"My inner critic is the thing that keeps me doing draft after draft until the work is good. So I trust it and don't want to silence it completely. But you still need to quiet your mind. I try to meditate twice a day, which helps me feel calm and peaceful. I also exercise—not a class where you're held hostage by a teacher's personality, but one where there is dancing and no one is talking to you. It's impossible for me to worry about a script or scenes or salaries when I'm like, 'Wait, where do I put my foot?'"

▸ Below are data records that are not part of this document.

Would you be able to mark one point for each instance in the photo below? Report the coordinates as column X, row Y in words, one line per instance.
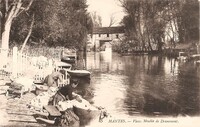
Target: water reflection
column 144, row 85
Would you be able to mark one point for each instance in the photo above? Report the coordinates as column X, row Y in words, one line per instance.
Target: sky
column 106, row 9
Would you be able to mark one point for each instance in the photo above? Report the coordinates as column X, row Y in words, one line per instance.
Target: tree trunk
column 29, row 34
column 6, row 35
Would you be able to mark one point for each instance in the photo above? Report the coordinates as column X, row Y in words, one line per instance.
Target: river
column 144, row 85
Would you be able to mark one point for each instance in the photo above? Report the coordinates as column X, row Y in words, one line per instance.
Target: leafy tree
column 149, row 23
column 56, row 23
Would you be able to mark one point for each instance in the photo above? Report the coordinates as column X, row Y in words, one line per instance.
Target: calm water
column 144, row 85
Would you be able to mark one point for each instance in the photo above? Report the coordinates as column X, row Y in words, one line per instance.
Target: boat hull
column 79, row 73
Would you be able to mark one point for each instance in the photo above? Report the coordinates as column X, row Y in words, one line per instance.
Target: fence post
column 14, row 67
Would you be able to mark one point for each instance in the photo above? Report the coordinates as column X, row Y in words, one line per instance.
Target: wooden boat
column 63, row 65
column 79, row 73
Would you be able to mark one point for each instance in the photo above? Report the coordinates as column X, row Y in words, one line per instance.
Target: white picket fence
column 17, row 64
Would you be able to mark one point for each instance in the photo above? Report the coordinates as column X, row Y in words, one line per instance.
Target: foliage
column 149, row 24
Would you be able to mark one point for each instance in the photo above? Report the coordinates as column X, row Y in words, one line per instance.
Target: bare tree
column 10, row 9
column 112, row 20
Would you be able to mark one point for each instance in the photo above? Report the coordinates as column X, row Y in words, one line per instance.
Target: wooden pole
column 14, row 66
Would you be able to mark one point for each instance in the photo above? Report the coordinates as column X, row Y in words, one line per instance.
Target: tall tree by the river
column 9, row 10
column 149, row 24
column 62, row 23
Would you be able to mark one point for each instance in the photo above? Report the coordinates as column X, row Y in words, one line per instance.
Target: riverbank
column 13, row 111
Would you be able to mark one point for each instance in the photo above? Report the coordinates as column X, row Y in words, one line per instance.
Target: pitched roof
column 108, row 30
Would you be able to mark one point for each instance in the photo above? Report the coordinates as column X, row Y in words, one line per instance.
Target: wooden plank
column 25, row 124
column 22, row 118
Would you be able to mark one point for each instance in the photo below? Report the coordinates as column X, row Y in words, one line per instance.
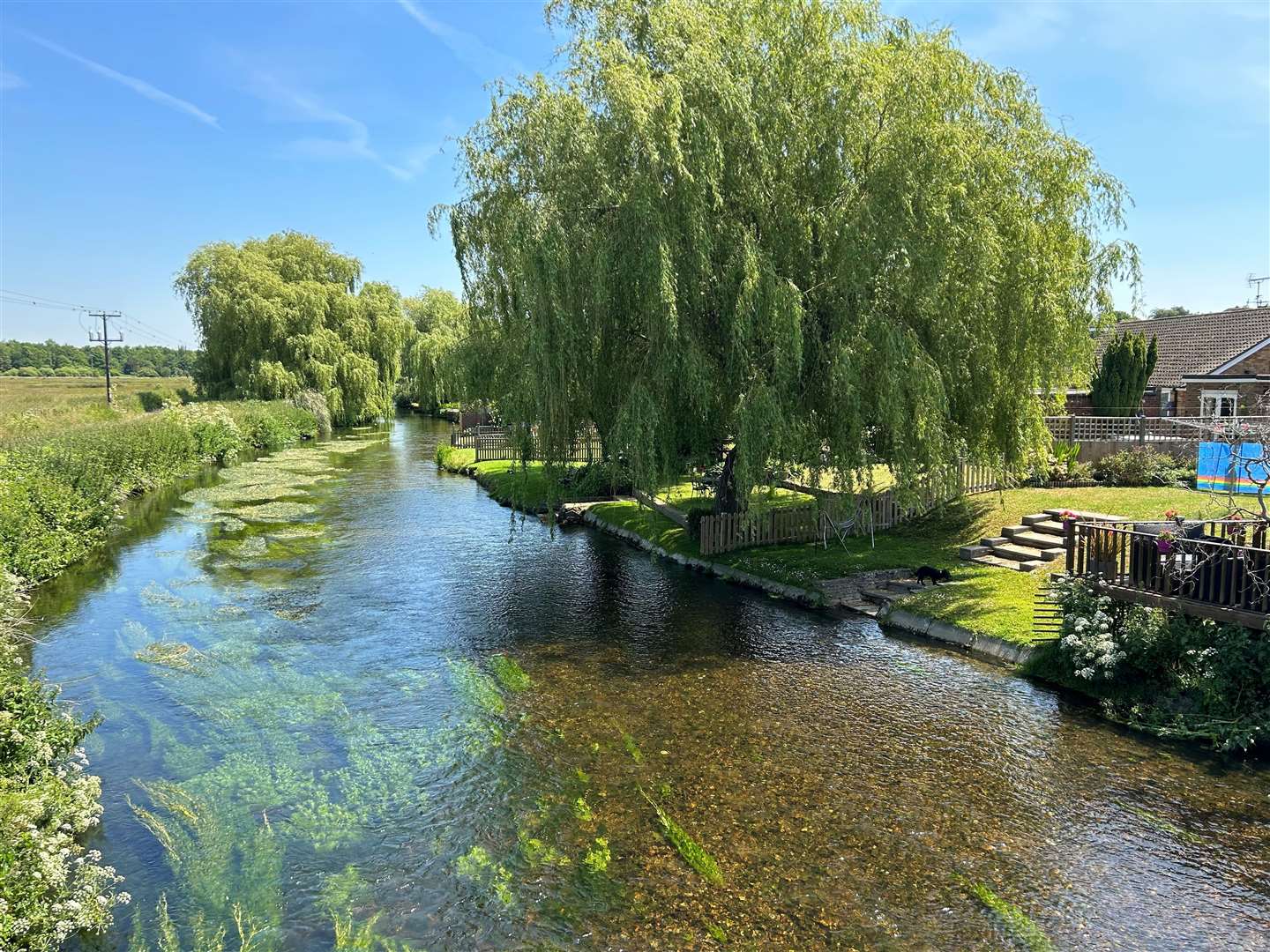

Jenni Konner — Executive Producer of the HBO series, Girls
Real Simple magazine, October 2014
It's difficult to leave a story even as I set down my laptop. I generally do my best writing away from my keyboard, when I'm sorting laundry or taking my dog outside. I started out as a daydreamer, and learned to write things down. It's a process that's worked for close to 30 years, and I'm not about to change it now.
I've been asked why I obsess over creating draft after draft, never quite satisfied with a manuscript. Can't I just let it go? Yes. And no. I am my own worst critic—that's the curse of being a writer. I don't care if anyone else is happy with something if I'm not happy with it. I am constantly striving to push my potential, produce better work, and grow. That means listening to the sarcastic voice in my head that screams, "This is bullshit!" as I edit. Tuning it out would be settling, and that's something I'm just not willing to do.
Nothing I write is ever going to be perfect. There's always going to be a typo, or something that could have been better explained. There's always someone who's going to point out something. But if I love it, if I've taken it to a point where we can look one another in the eye and agree that we did our best, then I don't care what anyone else thinks.